Emmailloter son bébé, sur votre grossesse au jour le jour.

Depuis des siècles, l’emmaillotement des bébés a été vu comme une pratique normale, presque évidente. On pensait qu’un nourrisson trop “mou” risquait de se déformer, de se blesser ou de mal grandir. Puis, au fil du XVIIIe siècle, la vision de l’enfant change : on commence à le considérer comme un individu à part entière, qu’il faut respecter, toucher, rassurer et laisser bouger. Aujourd’hui, l’emmaillotement revient dans certaines familles, mais pour d’autres raisons : apaiser le nouveau-né, limiter le réflexe de sursaut, favoriser l’endormissement. Si tu te demandes d’où vient cette pratique, pourquoi elle a disparu puis réapparu, et ce qu’elle implique concrètement, tu es au bon endroit.

L’essentiel a retenir : l’emmaillotement a d’abord servi à protéger, maintenir et “redresser” le nourrisson, avant d’être critiqué pour ses effets sur le développement et le lien parent-enfant.

  • La pratique est très ancienne et a longtemps été jugée utile.
  • Soranos d’Éphèse est l’un des premiers auteurs à l’avoir décrite.
  • Au XVIIe siècle, François Mauriceau la recommande encore.
  • Au XVIIIe siècle, les idées changent : l’enfant doit bouger librement.
  • L’emmaillotement moderne vise surtout l’apaisement du bébé.
  • La pratique doit être encadrée pour éviter les risques.
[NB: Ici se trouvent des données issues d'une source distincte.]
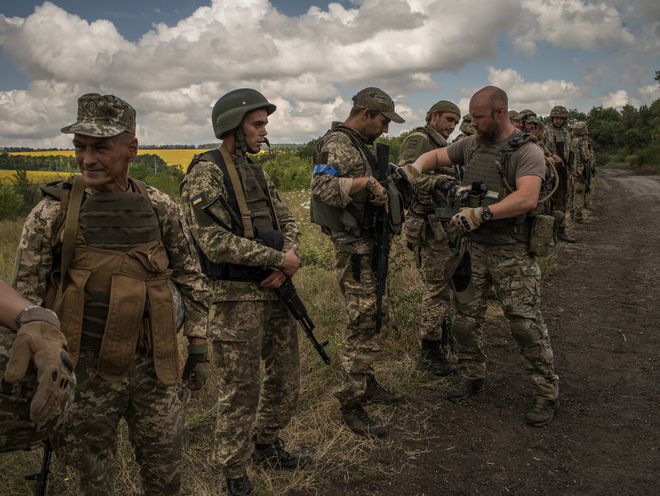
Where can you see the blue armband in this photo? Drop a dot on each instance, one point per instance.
(329, 170)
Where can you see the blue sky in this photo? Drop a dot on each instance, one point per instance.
(173, 59)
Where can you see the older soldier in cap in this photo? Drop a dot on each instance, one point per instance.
(496, 225)
(426, 236)
(344, 197)
(466, 128)
(110, 255)
(558, 141)
(36, 372)
(246, 239)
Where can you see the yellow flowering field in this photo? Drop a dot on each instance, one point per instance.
(180, 156)
(39, 177)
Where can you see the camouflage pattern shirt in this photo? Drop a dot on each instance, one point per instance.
(344, 161)
(199, 188)
(35, 261)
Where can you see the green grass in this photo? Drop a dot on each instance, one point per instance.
(316, 426)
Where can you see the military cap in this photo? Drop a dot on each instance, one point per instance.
(376, 99)
(443, 106)
(102, 116)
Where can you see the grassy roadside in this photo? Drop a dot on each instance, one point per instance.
(339, 455)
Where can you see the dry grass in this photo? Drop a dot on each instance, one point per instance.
(316, 427)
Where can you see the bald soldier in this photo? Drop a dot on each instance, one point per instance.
(426, 236)
(113, 258)
(495, 247)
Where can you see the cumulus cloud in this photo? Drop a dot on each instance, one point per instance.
(309, 65)
(570, 23)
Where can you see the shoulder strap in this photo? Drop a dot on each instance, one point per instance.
(70, 233)
(246, 215)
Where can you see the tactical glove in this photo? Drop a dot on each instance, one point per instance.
(468, 218)
(197, 368)
(39, 339)
(378, 193)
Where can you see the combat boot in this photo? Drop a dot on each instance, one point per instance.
(357, 420)
(274, 455)
(433, 359)
(375, 393)
(542, 412)
(464, 388)
(239, 487)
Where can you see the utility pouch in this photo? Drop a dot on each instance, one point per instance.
(541, 235)
(415, 230)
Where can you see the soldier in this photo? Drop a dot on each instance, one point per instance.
(110, 255)
(466, 129)
(495, 248)
(246, 238)
(558, 141)
(32, 402)
(582, 170)
(426, 236)
(344, 196)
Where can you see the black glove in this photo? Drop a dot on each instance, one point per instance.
(197, 368)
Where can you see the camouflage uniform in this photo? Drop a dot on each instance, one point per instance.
(558, 141)
(353, 261)
(250, 323)
(500, 259)
(151, 409)
(426, 235)
(582, 168)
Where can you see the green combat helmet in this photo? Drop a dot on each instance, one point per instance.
(229, 111)
(580, 128)
(559, 111)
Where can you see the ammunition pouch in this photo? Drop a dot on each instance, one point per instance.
(226, 271)
(541, 236)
Mais qui a eu l’idée un jour d’inventer l’emmaillotement ?

Si tu cherches l’origine de l’emmaillotement, il faut remonter très loin. Ce n’est pas une “mode” récente, mais une pratique ancienne, transmise pendant des siècles parce qu’elle répondait à des peurs très concrètes : le froid, les blessures, la fragilité supposée du nouveau-né. Dans les sociétés d’autrefois, on n’avait ni chauffage stable, ni vêtements techniques, ni la même compréhension du développement infantile. L’idée était simple : envelopper le bébé pour le protéger et l’aider à grandir “droit”.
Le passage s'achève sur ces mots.